1. Select Graph ► Graph Builder. The region column identifies groups of countries. Drag it to the X drop zone.
Within Graph Builder, you can freely reposition a column from one drop zone to another. Hover the cursor over the column name until the cursor changes to the hand shape
With Region on the X axis, you will see seven clumps of black points above the seven region names. This is not very informative.
At the top of Graph Builder is a selector bar of icons (see Figure 3.4) representing different graph types. The graphing options available depend on the type of data we have placed on the graph. Hence, some icons are dimmed, but with Region on the X axis, we can opt for any of the highlighted option.
Figure 3.4: Graphing Options for a Nominal Column
2. Spend some time using different graphing formats. Which ones do you think do the best job of clearly and fully summarizing the number of countries within each region?
3. For this example, let’s use a bar chart (seventh option from the left). There is considerable research demonstrating that most people find this simple graph type easy to interpret accurately. Then click Done.
It is always good practice to help a reader by giving a graph an informative descriptive title. The default title “region,” though accurate, is not very helpful. In JMP, it is easy to alter the titles of graphs and other results.
4. Move your cursor to the title region just above the graph and double-click. You can now customize the title of this chart to make it more informative. Type Observations per Region, replacing “Chart” as the title.

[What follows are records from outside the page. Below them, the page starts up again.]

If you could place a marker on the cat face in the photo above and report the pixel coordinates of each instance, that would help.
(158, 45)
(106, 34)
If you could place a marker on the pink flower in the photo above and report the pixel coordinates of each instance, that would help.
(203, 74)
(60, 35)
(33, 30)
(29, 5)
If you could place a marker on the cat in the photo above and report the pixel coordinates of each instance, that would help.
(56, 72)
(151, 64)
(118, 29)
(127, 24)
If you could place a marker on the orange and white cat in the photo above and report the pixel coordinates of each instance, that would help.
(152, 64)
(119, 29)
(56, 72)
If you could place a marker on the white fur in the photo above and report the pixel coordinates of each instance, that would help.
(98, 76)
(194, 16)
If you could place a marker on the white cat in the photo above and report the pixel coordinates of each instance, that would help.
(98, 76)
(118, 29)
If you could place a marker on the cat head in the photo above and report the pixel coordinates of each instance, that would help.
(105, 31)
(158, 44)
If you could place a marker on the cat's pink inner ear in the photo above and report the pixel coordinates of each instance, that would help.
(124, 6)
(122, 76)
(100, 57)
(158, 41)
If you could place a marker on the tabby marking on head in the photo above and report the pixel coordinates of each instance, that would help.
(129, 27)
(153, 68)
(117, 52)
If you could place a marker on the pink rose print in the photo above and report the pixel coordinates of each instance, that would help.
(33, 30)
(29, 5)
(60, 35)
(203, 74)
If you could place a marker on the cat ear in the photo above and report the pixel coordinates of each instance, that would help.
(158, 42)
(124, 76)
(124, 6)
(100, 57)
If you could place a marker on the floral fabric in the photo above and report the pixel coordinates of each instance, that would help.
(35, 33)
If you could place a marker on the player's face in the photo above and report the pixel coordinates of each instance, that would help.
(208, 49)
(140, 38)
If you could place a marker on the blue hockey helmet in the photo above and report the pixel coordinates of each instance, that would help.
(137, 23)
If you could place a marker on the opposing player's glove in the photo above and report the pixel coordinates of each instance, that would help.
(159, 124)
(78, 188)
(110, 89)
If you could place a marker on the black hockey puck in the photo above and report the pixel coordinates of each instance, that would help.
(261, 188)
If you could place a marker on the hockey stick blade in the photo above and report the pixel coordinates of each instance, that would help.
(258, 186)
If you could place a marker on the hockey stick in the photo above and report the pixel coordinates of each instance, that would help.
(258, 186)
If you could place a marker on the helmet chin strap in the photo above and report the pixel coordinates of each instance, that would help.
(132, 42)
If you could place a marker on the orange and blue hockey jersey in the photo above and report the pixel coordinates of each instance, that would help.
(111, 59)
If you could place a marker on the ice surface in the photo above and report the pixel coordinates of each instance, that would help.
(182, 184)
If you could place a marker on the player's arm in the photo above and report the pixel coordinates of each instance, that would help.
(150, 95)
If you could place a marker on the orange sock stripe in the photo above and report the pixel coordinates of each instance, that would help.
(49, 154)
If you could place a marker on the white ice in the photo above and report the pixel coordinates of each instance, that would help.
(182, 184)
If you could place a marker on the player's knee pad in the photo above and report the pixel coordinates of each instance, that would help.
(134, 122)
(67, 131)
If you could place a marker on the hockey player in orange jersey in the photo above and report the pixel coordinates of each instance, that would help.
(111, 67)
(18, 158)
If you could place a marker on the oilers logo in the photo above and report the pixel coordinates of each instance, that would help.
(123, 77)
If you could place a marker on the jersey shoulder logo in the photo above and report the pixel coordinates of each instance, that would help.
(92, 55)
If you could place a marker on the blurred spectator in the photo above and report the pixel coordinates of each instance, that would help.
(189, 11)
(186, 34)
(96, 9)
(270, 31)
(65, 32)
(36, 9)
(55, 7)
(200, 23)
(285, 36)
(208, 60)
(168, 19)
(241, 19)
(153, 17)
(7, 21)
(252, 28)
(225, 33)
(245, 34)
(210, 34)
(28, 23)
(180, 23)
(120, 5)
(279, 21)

5. We have done a bit of work on our project. Let’s save it now as Chap_03.
With most categorical data, JMP automatically reports values in alphabetical sequence1 (East Asia & Pacific, Europe & Central Asia, and so on). We can revise the order of values to suit our purposes as well. Suppose that we want to list the regions approximately from West to East, North to South. In that case, we might prefer a sequence as follows:
North America
Latin America & Caribbean
Europe & Central Asia
Middle East & North Africa
Sub-Saharan Africa
South Asia
East Asia & Pacific
To change the default sequence of categorical values (whether nominal or ordinal), we return to the Life Expectancy data table.

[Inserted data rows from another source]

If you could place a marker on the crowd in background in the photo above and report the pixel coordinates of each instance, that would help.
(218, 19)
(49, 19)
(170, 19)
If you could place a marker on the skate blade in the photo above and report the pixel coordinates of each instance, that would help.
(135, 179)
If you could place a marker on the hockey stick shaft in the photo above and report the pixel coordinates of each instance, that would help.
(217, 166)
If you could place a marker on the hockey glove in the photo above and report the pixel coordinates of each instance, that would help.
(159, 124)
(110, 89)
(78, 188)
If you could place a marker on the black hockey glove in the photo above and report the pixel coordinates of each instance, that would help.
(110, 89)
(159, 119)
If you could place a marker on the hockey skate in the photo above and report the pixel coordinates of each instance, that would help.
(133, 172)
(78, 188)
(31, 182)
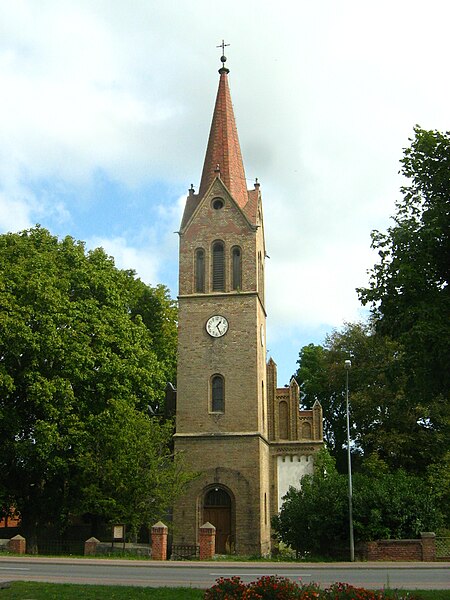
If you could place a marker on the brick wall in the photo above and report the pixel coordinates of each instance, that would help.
(421, 550)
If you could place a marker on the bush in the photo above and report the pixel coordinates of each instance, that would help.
(272, 587)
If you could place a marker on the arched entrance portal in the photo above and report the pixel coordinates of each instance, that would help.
(217, 510)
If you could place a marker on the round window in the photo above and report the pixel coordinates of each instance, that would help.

6. Select region from the data grid or the columns panel, right-click, and select Column Info.
7. Click Column Properties and select Value Order.
8. Select a value name and use the Move Up and Move Down buttons to revise the value order to match what we have chosen. Then, click OK.
Now return to Graph Builder and look at the bar chart. You will see that customizing the value order within the data table re-orders the X axis. The effect should speak for itself.
9. Experiment with the other charting options by clicking the red arrow and choosing Show Control Panel and then selecting various graph types.
With categorical data, your choices are limited. Still, it’s worth a few minutes to become familiar with them. When you are through exploring, restore the graphic to a bar chart and leave it open. We will return to this graph in a few pages.
Distribution of a Quantitative Variable
The standard graphing choices expand considerably when we have quantitative data—particularly for continuous variables or discrete variables with many possible values. We will want to summarize a large collection of values in a way that shows where observations tend to cluster.
As a way of visualizing the distribution of a continuous variable, the most commonly used graph is a histogram. A histogram is basically a bar chart with values of the variable on one axis and frequency on the other. Let’s illustrate.
In our data set, we have estimated life expectancy at birth for each country for 13 different years. We just used the Data Filter to isolate the data for 2015, so let’s continue to explore the state of the world in 2015.